Due uomini vanno al tempio a pregare. Il primo dice: «O Dio, ti ringrazio perché non sono come gli altri uomini, ladri, ingiusti, impuri… » (Lc 18,11).
Il Vangelo di questa domenica ci spinge a riflettere, quasi con forza, sulla tentazione più antica del mondo: sostituirci a Dio per essere noi al centro di tutto. Abbiamo tutti voglia di metterci in mostra, di stare ai vertici di ogni cosa, senza capire se abbiamo capacità e qualità; non siamo nemmeno più capaci di ‘guardarci dentro’, riconoscere e accettare il ‘poco’ che siamo.
Ragiona così anche il fariseo della parabola raccontata da Gesù: con le parole si rivolge a Dio, ma in realtà la sua mente è centrata su se stesso. Sua unica preoccupazione è il suo ‘io’. Il fariseo, quindi, vuole stare al centro di ogni situazione e di ogni luogo: persino al centro del tempio, in cui si va per incontrare Dio. Ha dimenticato che lì, nel tempio, si va per qualcun altro: qualcuno che è il datore di ogni cosa, al quale si va per attingere forza, e gustare il suo amore. Al tempio si va per pregare e riconoscere Dio.
Il fariseo della parabola ci ricorda che vivere e pregare sono due aspetti della vita dell’uomo: le diverse facce della stessa medaglia, complementari una con l’altra, inseparabili. Così, come si vive si prega e viceversa. Quel fariseo, e con lui anche noi, viveva la sua vita così come pregava: ricerca di se stesso, unico protagonista della sua esistenza, numero ‘uno’ assoluto di tutta la storia. Incapace di relazione con un Dio che gli sta di fronte, di accogliere il Suo amore e per questo non meritevole del perdono.

«Io non sono come gli altri» (Lc 18,11).
Quanta amarezza in quest’affermazione: “Io non sono come gli altri”. Nel film “Il Marchese del Grillo” (1981) di Mario Monicelli, Alberto Sordi dice questa frase ad alcuni poveracci arrestati: “Perché io so io, e voi non siete… nulla”.
Tantissimi cristiani la pensano così: Gli altri non sono uguali a noi. Noi siamo noi!

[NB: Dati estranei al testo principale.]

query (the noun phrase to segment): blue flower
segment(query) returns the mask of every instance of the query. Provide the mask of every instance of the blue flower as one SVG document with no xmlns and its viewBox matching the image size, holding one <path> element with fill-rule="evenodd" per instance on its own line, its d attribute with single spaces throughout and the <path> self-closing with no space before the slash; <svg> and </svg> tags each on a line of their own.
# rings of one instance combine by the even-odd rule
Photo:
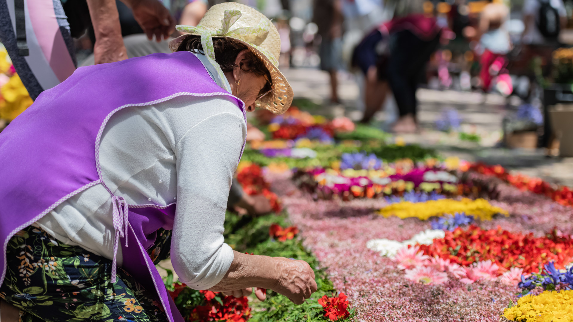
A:
<svg viewBox="0 0 573 322">
<path fill-rule="evenodd" d="M 453 230 L 460 226 L 469 225 L 474 221 L 473 216 L 467 216 L 464 213 L 456 213 L 454 215 L 446 214 L 444 216 L 434 219 L 430 223 L 433 229 Z"/>
<path fill-rule="evenodd" d="M 332 136 L 320 127 L 312 127 L 307 129 L 307 132 L 297 137 L 297 139 L 306 138 L 309 140 L 318 140 L 321 142 L 331 142 Z"/>
<path fill-rule="evenodd" d="M 439 131 L 448 132 L 459 128 L 461 121 L 457 110 L 445 109 L 442 111 L 439 118 L 435 120 L 435 127 Z"/>
<path fill-rule="evenodd" d="M 377 170 L 382 167 L 382 160 L 374 154 L 367 155 L 366 152 L 344 153 L 340 159 L 340 168 Z"/>
<path fill-rule="evenodd" d="M 521 275 L 521 281 L 517 283 L 517 287 L 522 289 L 532 289 L 535 288 L 537 277 L 532 275 L 525 278 L 525 275 Z"/>
<path fill-rule="evenodd" d="M 516 114 L 518 120 L 527 121 L 541 125 L 543 123 L 543 115 L 537 107 L 530 104 L 524 104 L 520 105 Z"/>
</svg>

Non si può pregare Dio e disprezzare gli uomini. Non si possono postare su face book immagini e frasi che inneggiano all’amore di Dio, alla Sua tenerezza e, poi, per strada essere spietati con i migranti, con gli zingari, ecc. Non si può lodare Dio in chiesa, alzare le mani e pregare perché finisca la guerra, per i poveri o i bambini e poi uscire per strada e non accorgerci che accanto a noi ci sono bisognosi di ogni tipo, affamati, malati…
Non si possono postare su face book frasi del tipo: “Il crocefisso nelle scuole e negli ospedali non si tocca” e, poi, non accorgersi dei tanti ‘crocefissi’ scappati per non morire. Questa è vera ipocrisia: combattere contro i tanti crocefissi che arrivano da lontano e scappano dalla morte.
In questa parabola Gesù ci insegna a vigilare sulla nostra vita e sulla preghiera, perché troppo spesso pensiamo di pregare e vivere da credenti, ma non lo siamo. Pensiamo di avere Dio dentro, ma il nostro cuore è vuoto e freddo. Pensiamo di conoscere Dio, ma non è il Padre che Gesù ci ha fatto conoscere.
Che brutta cosa confondere l’immagine di Dio: saremo confusi su tutto nella vita.

Poi, oltre al fariseo, c’è anche il pubblicano: uomo semplice, umile, senza identità e religione. Eppure ha molto da insegnarci, perché con le sue parole ci insegna a cedere il posto giusto a Dio: «O Dio, abbi pietà di me peccatore» (Lc 18,13).
In questa piccola, semplice e umile preghiera c’è il senso di tutto il nostro rapporto con Dio, quello che Gesù ci ha insegnato: ‘tu’. E’ questa la parola che mette in relazione l’uomo e Dio: «Signore, tu abbi pietà». E’ Dio l’artefice di ogni cosa che interessa l’uomo, non viceversa. Non sono le cose che facciamo che dobbiamo elencare a Dio, ma riconoscere ciò che Lui ha fatto per noi. Ecco perché il pubblicano “tornò giustificato a casa”.